Abbas et al. [26] raised concerns with conventional ML and DL approaches, particularly regarding the centralized use of cyberattack detection models, as the privacy of crucial data may be compromised. Since these intelligent techniques learn from a network’s past records, providing all data to a central system to build such a model could reveal vital records, especially medical records. Patient privacy is paramount when building any system. To avoid such complications, Yang et al. [27] recommended using a decentralized approach like Federated Learning (FL) to prevent these issues and detect poisoning attacks in IoT networks. FL-based techniques combine private data from multiple clients to train local models, which are then aggregated to create a global model, preventing the exposure of actual data. This global model is then shared with both the central and local systems for detecting cyberattacks. In addition, Dao et al. [28] provided an FL-based framework that they successfully applied to various IoT-based networks, focusing solely on DoS attacks. Mehmet Akif Günen [29] discussed another issue with AI-based classifiers, namely data imbalance, as these classifiers are usually designed based on equal classes, and model performance may deteriorate in case of imbalanced classification. This research primarily focuses on building an FL network to detect cyberattacks on IoHT networks. Gupta et al. [30] have specifically discussed the role of FL in privacy preservation in IoHT systems. Similarly, Nair et al. [31] have showcased the application of FL in privacy preservation for IoMT big data analysis suing edge computing. Singh et al. [32] have applied FL to detect intrusion in an IoMT-based network. Here, we employ LSTM to build an FL-based cyberthreat detection system. The embedded RusBoost-based EL assists in feature selection, handles data imbalance in the classification step, and overcomes the overfitting problem of the proposed FL-based techniques. The integration of FL is crucial as it allows for decentralized data processing, enhancing data privacy while maintaining a high detection accuracy. The aforementioned things are incorporated in Table 1 below, which also exhibits the uniqueness of the present research.

3. Materials and Methods

This section provides information about the research background, which highlights the technologies involved and the ECU-IoHT dataset used in the development of the proposed cyberattack detection model. The collected dataset was preprocessed to serve as the input to the proposed model. Additionally, this section discusses the embedded feature selection and the functioning of the proposed FL network.

3.1. Research Background

The Internet of Health Things (IoHT): A specialized and regulated subset of the broader IoT, the IoHT is specifically designed to address the unique demands and challenges of healthcare [37]. It involves the connection of medical devices, health-monitoring sensors (such as fitness trackers and glucose monitors), and other healthcare-related technologies to the internet. This connectivity enables the real-time collection, transmission, and analysis of health data, enhancing patient care, diagnostics, and health management. The IoHT handles highly sensitive and personal health data, necessitating stringent privacy and security measures to protect patient information, in compliance with regulations like the Health Insurance Portability and Accountability Act (HIPAA) in the U.S. and the General Data Protection Regulation (GDPR) in Europe [38]. By focusing on improving patient care, safety, and health outcomes through connected devices, data analysis, and real-time monitoring, the IoHT distinguishes itself from the general IoT by its adherence to strict privacy and regulatory standards.
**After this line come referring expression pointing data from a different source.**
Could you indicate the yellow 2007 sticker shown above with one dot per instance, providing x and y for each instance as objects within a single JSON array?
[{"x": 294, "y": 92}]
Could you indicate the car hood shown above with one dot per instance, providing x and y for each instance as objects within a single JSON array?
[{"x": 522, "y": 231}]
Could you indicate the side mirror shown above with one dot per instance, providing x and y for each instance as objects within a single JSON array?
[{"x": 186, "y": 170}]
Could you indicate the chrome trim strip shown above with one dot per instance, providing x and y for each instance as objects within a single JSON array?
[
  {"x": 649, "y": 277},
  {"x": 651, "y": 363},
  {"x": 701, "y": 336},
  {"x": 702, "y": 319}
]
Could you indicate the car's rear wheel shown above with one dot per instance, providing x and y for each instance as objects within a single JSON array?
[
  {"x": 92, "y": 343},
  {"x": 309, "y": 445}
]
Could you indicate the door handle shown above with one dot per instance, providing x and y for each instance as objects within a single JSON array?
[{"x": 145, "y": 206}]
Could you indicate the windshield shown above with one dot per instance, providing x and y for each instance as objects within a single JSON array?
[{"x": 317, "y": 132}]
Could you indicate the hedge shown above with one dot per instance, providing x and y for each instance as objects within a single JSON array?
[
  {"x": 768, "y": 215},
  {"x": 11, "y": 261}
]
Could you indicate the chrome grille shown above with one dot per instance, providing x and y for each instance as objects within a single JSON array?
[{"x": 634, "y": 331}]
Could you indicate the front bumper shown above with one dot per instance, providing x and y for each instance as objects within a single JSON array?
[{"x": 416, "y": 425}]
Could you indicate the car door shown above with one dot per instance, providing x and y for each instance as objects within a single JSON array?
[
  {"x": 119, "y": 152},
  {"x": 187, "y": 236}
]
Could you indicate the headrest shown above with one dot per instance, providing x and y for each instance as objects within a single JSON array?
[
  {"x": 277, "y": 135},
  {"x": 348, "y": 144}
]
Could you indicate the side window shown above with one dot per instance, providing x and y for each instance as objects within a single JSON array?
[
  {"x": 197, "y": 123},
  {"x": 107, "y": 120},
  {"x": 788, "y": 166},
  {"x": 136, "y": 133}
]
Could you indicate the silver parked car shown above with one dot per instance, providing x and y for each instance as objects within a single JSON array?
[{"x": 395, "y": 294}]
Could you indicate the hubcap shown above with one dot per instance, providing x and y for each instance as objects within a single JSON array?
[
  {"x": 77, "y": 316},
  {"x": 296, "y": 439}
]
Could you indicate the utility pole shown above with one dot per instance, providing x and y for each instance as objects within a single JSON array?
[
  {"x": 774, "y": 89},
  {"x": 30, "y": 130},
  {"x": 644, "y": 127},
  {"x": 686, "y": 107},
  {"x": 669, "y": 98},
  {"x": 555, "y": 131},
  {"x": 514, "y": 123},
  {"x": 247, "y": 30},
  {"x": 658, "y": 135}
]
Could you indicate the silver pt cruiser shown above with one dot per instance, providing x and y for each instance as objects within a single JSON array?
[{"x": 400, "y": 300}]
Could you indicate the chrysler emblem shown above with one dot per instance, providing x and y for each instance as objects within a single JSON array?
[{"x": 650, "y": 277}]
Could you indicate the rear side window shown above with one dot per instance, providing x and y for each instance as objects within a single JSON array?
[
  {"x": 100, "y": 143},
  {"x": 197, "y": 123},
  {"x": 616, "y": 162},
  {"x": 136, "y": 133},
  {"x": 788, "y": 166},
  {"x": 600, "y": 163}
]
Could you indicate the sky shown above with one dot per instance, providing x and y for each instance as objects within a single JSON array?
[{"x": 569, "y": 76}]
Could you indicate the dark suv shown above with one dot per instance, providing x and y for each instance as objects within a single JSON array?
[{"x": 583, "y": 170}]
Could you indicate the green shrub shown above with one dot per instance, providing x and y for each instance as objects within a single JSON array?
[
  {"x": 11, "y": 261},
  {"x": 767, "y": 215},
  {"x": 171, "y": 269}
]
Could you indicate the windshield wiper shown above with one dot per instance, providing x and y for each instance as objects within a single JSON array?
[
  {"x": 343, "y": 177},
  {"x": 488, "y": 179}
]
Ensemble Learning (EL): EL is a kind of ML paradigm that aggregates the predictions of several models, such as SVM, K-NN, ANN, or DT models. EL can capitalize on the strengths of each model and mitigate their weaknesses. This will lead to improved accuracy, robustness, and generalization [39]. DT-based ensembles, like Random Forests and Gradient-Boosting Machines, not only provide robust predictions but also offer intrinsic mechanisms for feature selection through feature importance metrics [40,41]. By evaluating and ranking features based on their contributions to the ensemble, practitioners can perform embedded feature selection, leading to more efficient models with potentially improved generalization capabilities.
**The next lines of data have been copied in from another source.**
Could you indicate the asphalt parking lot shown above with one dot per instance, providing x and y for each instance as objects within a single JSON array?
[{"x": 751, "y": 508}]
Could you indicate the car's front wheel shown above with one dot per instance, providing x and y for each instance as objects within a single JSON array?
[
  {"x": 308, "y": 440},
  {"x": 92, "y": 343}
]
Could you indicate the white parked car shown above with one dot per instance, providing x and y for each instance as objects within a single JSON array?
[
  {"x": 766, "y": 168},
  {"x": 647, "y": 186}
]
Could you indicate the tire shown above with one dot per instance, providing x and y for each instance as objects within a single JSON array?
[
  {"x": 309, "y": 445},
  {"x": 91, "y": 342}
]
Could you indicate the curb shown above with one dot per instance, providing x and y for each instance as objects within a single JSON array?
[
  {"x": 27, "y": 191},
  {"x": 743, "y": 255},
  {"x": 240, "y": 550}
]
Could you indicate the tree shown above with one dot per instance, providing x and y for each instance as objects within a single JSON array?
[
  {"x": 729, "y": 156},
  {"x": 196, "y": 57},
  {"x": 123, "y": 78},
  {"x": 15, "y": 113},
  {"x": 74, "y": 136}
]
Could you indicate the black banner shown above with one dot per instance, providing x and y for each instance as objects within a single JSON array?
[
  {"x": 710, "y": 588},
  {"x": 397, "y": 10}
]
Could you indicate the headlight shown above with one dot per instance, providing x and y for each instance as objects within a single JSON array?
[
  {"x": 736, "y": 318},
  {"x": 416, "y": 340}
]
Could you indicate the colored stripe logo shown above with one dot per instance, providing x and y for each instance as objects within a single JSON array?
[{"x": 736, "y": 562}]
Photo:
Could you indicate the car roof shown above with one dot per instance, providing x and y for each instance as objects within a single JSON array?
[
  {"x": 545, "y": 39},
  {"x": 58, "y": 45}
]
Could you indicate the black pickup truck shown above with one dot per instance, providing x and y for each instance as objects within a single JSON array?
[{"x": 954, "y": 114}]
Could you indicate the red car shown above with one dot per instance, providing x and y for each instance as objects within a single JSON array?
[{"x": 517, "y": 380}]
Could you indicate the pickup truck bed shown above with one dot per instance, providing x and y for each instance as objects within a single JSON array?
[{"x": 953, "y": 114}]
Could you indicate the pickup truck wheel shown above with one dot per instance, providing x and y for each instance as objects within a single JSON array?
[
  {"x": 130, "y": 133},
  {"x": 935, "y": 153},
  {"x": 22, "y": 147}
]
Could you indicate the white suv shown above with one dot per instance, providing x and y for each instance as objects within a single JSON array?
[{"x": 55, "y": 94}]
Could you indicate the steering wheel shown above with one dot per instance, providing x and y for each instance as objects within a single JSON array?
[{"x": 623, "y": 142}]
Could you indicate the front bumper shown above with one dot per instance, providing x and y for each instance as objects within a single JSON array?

Random Undersampling Boosting (RUSBoost): In imbalanced datasets, typical feature selection methods may overestimate the importance of features that are more predictive of the majority class. RUSBoost, by mitigating this imbalance, provides a more balanced view of feature importance, leading to better feature selection decisions. In embedded feature selection, as with other boosting methods, RUSBoost inherently performs feature selection by focusing on features that reduce the classification error over successive iterations. The features that consistently contribute to correcting misclassifications are identified as more important. After training, features with low importance can be trimmed [26,42].
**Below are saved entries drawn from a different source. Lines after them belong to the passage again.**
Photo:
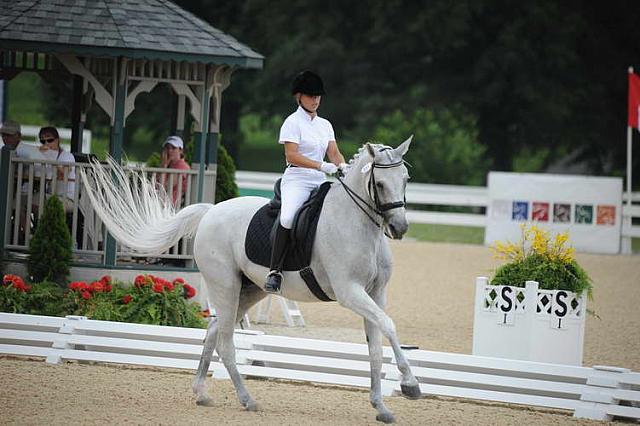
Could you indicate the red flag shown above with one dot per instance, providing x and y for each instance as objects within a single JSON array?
[{"x": 634, "y": 100}]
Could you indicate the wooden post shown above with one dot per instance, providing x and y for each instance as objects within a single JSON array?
[
  {"x": 117, "y": 139},
  {"x": 77, "y": 120}
]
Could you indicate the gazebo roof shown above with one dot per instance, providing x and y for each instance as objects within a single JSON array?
[{"x": 138, "y": 29}]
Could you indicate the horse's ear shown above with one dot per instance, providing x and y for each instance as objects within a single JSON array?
[
  {"x": 404, "y": 147},
  {"x": 372, "y": 151}
]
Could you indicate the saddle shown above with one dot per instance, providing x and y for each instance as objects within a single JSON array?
[{"x": 261, "y": 231}]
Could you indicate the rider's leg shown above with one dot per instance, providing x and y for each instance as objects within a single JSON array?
[
  {"x": 295, "y": 191},
  {"x": 278, "y": 253}
]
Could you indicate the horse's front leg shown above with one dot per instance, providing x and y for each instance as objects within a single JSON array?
[
  {"x": 374, "y": 340},
  {"x": 356, "y": 298}
]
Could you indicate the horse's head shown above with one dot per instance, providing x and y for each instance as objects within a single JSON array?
[{"x": 385, "y": 176}]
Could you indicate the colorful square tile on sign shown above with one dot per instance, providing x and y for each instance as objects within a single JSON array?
[
  {"x": 583, "y": 214},
  {"x": 562, "y": 213},
  {"x": 540, "y": 211},
  {"x": 520, "y": 210},
  {"x": 606, "y": 215}
]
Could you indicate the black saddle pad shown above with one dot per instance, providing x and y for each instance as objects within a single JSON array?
[{"x": 258, "y": 241}]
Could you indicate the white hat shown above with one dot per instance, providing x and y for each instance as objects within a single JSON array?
[
  {"x": 175, "y": 141},
  {"x": 10, "y": 128}
]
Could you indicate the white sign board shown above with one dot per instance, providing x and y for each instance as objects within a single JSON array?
[{"x": 590, "y": 208}]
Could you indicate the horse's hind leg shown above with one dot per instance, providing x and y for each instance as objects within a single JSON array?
[
  {"x": 249, "y": 296},
  {"x": 199, "y": 386},
  {"x": 374, "y": 340}
]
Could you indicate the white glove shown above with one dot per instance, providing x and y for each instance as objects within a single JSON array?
[{"x": 328, "y": 168}]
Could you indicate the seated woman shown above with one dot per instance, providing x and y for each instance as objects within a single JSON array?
[
  {"x": 173, "y": 158},
  {"x": 52, "y": 150}
]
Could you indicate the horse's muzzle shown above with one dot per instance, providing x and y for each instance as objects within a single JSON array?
[{"x": 397, "y": 228}]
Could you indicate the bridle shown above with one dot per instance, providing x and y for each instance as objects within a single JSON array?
[{"x": 377, "y": 208}]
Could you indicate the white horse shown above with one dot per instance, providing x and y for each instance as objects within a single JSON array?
[{"x": 351, "y": 255}]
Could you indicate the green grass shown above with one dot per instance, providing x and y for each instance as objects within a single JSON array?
[{"x": 446, "y": 233}]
Federated Learning (FL): FL is a decentralized approach to ML where multiple devices or servers collaboratively train a model without sharing their local data. Instead of sending data to a central server for training, each device (often referred to as a “client”) trains the model locally using its own data, and only the model updates (e.g., gradients or model parameters) are shared with a central server. The server aggregates these updates to create a global model that benefits from the collective knowledge of all participating devices without exposing their individual data [43]. Federated Learning in the IoHT offers significant benefits by enabling the development of accurate and privacy-preserving prediction models. It allows healthcare providers to leverage the wealth of data generated by IoHT devices without compromising patient privacy or regulatory compliance. Data security is provided by keeping data on local devices, enabling FL to reduce the risk of data breaches and cyberattacks that could occur if large amounts of sensitive health data were centralized [28].

Long Short-Term Memory (LSTM): LSTM is a type of RNN architecture designed to process and predict sequences of data. The LSTM architecture is particularly well suited for tasks involving time-series data, natural language processing (NLP), and other sequence-based problems because it can capture and retain information over long periods, which is challenging for standard RNNs. The LSTM cell has a “cell state” that runs through the entire sequence, functioning as a memory that carries relevant information across the sequence. It is regulated by several gates that control the flow of information [44]. In this research, the LSTM technique is used as a classifier that will detect various cyberattacks.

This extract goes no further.